Sun. Jun 21st, 2026

Student’s Compete in Juried Art Exhibition

Cliff Klein’s piece Surveillance won in the category for individual work for The Friends of the Art Gallery Award. | Abby Sanford/The Minaret

On Friday, April 15, art lovers gathered at the Scarfone-Hartley Art Gallery for the opening reception of the Annual Juried Student Exhibition. Students submitted work and faculty members selected the best from the submissions.

Adam Justice picked finalists and assigned the Friends of the Gallery Award, the Las Damas de Arte Award for individual pieces and the Las Damas de Arte Award for three student bodies of work.

Justice is the Curator of Art at the Polk Museum of Art in Lakeland, Fla. He has been the director of numerous museums, taught art history and creates art in his own studio at home.

The awards had three different categories and 11 winners. The winners for the Las Damas de Arte Body of Work Award were William Stryffeler ($800); Sam Burns ($600); and Princess Smith ($500). Burns is a senior fine arts major who plans to attend Florida State University for grad school. She said her favorite piece is Vitam Aeternam, which loosely translated as “For All Time.” She said that the piece took her over five months to complete.

”This work conceptually deals with the journey I went on while trying to recover from a traumatic head injury,” Burns said.  She layered “non-traditional elements” in this mixed media work, including sand, cheese cloth and wood stain.

“With each new layer, this piece grew everyday, and helped me understand a new way to approach a subject,” Burns said.

For the next award, the Las Damas de Arte Individual Work Award, the winners were Lisa Harasiuk, for her piece It Doesn’t Matter, Nobody is Listening Anyway or Conversations with Myself; Jeremy Bell for his painting Scent of a Divine Diva; William Stryffeler for his ceramic piece Nature Imitates and Evolves; and Tiffany Huettermann for her piece Deception. All of the students received a $250 prize.

Harasiuk is a senior fine arts major with plans to continue at UT for a master’s of education. She said that her piece It Doesn’t Matter was inspired by the idea of making soup can phones to have secret conversations with your friends. This piece is mixed media, Harasiuk’s preferred method.

She said the latex represents bouncing around of ideas and the old rope and wood are age-old things people have used for years.
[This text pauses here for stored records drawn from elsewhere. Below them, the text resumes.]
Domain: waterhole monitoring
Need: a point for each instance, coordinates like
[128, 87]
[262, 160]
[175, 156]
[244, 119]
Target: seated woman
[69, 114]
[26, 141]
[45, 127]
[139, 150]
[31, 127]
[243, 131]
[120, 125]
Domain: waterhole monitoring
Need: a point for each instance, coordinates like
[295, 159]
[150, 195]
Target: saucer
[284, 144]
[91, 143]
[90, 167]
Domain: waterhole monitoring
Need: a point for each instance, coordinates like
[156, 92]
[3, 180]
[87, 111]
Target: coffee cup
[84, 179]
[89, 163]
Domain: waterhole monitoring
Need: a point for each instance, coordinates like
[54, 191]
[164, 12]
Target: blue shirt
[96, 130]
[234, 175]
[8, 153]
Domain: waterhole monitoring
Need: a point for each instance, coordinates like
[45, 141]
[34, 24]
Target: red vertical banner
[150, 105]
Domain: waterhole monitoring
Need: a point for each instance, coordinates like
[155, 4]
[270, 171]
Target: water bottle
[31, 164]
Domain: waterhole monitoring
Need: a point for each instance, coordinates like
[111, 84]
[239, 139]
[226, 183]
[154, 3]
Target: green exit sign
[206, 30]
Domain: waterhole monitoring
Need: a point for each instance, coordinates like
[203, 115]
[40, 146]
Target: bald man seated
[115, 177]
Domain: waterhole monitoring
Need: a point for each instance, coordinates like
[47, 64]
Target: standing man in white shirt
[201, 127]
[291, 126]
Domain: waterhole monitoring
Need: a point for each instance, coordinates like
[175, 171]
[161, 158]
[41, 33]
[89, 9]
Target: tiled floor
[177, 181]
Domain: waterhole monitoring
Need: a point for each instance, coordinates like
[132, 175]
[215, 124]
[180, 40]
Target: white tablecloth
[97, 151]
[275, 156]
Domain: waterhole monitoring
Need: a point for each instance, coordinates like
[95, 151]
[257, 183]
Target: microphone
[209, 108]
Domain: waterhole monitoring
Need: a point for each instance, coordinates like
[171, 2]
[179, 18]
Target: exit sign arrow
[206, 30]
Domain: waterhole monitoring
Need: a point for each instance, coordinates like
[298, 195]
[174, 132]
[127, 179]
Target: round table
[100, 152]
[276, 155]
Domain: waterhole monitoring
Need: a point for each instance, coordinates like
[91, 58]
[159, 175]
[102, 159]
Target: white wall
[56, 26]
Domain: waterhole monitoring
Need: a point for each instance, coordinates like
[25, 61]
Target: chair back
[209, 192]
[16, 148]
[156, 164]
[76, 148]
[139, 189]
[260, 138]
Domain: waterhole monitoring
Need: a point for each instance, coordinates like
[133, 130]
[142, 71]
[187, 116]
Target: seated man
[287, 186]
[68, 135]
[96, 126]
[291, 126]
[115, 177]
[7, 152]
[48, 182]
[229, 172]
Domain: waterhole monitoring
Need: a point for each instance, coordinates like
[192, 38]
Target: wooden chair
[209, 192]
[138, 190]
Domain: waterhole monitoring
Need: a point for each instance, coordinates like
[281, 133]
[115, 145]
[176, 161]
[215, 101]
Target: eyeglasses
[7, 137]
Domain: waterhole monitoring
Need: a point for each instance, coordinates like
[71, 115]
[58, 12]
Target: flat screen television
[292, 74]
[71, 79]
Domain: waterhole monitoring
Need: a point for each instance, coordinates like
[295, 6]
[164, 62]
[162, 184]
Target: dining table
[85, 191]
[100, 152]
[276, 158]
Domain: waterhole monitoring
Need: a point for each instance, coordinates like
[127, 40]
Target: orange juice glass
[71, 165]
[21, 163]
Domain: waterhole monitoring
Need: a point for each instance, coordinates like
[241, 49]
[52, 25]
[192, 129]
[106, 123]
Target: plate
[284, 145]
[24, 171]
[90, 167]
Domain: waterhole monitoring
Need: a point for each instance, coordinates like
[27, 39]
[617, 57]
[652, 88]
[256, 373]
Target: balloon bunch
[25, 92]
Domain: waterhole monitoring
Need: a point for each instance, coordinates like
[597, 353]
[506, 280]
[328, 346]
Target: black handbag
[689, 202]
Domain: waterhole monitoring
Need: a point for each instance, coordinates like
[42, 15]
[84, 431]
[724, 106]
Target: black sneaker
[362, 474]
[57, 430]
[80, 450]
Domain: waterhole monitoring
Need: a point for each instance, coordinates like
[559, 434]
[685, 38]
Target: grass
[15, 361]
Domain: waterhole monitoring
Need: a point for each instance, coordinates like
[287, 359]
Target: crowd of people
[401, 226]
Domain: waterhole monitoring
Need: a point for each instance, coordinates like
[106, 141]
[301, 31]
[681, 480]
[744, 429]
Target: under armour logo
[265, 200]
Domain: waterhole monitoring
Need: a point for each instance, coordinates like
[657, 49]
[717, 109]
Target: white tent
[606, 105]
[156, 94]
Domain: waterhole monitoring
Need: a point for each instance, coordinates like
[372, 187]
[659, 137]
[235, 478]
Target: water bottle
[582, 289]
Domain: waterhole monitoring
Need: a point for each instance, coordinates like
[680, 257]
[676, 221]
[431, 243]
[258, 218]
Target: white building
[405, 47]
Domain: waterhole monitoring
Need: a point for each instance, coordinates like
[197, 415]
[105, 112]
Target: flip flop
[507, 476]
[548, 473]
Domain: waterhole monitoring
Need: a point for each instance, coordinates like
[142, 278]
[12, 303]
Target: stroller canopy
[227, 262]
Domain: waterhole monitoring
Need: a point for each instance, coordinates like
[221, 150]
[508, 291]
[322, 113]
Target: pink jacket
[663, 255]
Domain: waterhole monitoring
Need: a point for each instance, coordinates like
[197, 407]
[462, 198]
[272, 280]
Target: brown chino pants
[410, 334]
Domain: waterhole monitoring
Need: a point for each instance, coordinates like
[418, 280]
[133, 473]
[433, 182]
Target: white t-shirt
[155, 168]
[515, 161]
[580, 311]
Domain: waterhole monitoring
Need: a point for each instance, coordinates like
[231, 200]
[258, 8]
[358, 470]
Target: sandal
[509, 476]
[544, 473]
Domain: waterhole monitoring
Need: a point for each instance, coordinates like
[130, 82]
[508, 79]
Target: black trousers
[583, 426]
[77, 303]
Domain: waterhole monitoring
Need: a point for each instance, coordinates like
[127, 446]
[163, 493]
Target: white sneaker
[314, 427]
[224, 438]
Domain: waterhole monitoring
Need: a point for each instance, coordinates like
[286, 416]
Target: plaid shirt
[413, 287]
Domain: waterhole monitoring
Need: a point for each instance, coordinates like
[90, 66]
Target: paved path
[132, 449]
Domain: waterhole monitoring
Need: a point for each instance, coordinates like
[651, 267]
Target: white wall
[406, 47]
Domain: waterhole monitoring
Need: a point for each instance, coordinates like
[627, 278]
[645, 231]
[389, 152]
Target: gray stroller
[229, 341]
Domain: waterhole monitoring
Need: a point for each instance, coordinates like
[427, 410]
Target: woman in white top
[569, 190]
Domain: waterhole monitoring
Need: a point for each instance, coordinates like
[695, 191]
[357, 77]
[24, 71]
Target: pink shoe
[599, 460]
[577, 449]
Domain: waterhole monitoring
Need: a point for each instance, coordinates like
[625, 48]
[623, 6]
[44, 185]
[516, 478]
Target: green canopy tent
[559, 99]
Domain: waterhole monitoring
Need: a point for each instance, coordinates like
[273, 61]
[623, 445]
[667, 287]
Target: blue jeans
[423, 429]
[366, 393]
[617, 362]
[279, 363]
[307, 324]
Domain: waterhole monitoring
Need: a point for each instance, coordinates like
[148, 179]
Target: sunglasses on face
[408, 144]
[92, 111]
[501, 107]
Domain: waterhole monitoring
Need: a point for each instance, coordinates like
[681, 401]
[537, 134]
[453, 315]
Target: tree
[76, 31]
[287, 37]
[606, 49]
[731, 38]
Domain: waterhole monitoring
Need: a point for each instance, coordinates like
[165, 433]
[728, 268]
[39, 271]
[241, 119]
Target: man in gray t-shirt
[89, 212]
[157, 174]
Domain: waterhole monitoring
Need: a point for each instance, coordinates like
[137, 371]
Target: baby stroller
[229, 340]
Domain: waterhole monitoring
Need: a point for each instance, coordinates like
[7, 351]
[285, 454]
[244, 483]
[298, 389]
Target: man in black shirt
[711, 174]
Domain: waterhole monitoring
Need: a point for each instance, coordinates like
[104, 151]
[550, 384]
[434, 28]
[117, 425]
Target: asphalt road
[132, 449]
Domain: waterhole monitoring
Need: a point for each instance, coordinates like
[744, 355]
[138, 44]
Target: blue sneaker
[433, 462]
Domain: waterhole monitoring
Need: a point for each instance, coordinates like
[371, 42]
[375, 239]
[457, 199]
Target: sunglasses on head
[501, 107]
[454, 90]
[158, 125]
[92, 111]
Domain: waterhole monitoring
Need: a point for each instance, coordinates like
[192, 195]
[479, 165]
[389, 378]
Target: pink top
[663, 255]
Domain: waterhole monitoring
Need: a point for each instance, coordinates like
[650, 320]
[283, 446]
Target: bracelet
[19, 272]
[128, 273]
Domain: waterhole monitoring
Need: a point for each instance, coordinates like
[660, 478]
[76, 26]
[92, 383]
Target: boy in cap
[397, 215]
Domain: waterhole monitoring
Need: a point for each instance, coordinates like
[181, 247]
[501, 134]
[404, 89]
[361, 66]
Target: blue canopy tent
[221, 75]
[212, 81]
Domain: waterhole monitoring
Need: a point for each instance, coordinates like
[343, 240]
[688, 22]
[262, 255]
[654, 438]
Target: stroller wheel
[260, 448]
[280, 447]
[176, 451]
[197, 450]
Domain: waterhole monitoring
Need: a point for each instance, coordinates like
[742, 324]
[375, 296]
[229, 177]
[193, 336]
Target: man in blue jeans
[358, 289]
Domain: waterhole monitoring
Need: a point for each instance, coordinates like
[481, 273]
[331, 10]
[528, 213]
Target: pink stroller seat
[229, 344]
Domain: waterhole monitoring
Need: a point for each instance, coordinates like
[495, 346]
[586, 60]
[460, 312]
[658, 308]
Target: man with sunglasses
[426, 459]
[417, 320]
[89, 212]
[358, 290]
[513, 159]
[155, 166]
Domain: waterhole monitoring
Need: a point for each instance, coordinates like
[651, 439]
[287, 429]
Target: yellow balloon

In the Friends of the Gallery Awards, also for individual works, the winners were Princess Smith for her piece Self Portrait; Shannon Kenny for her piece Why’d You Have to Seduce Me; Sam Burns for her piece Au Pair; and Cliff Klein for his piece Surveillance. Each of these students won $150 for their pieces.

Kenny is a senior with a focus on art therapy with plans to attend the New York Academy of Art next fall.  She said her piece Why’d You Have to Seduce Me is made completely out of cigarettes.

“For this piece, I collected cigarettes around campus from every ash tray I could spot, in addition to the ones I found on the ground,” Kenny said. She said that she creates pieces that tend to make the viewer question his or her beliefs, and this piece was targeted towards the seductive qualities of smoking.

The gallery will remain open until next Thursday, April 28.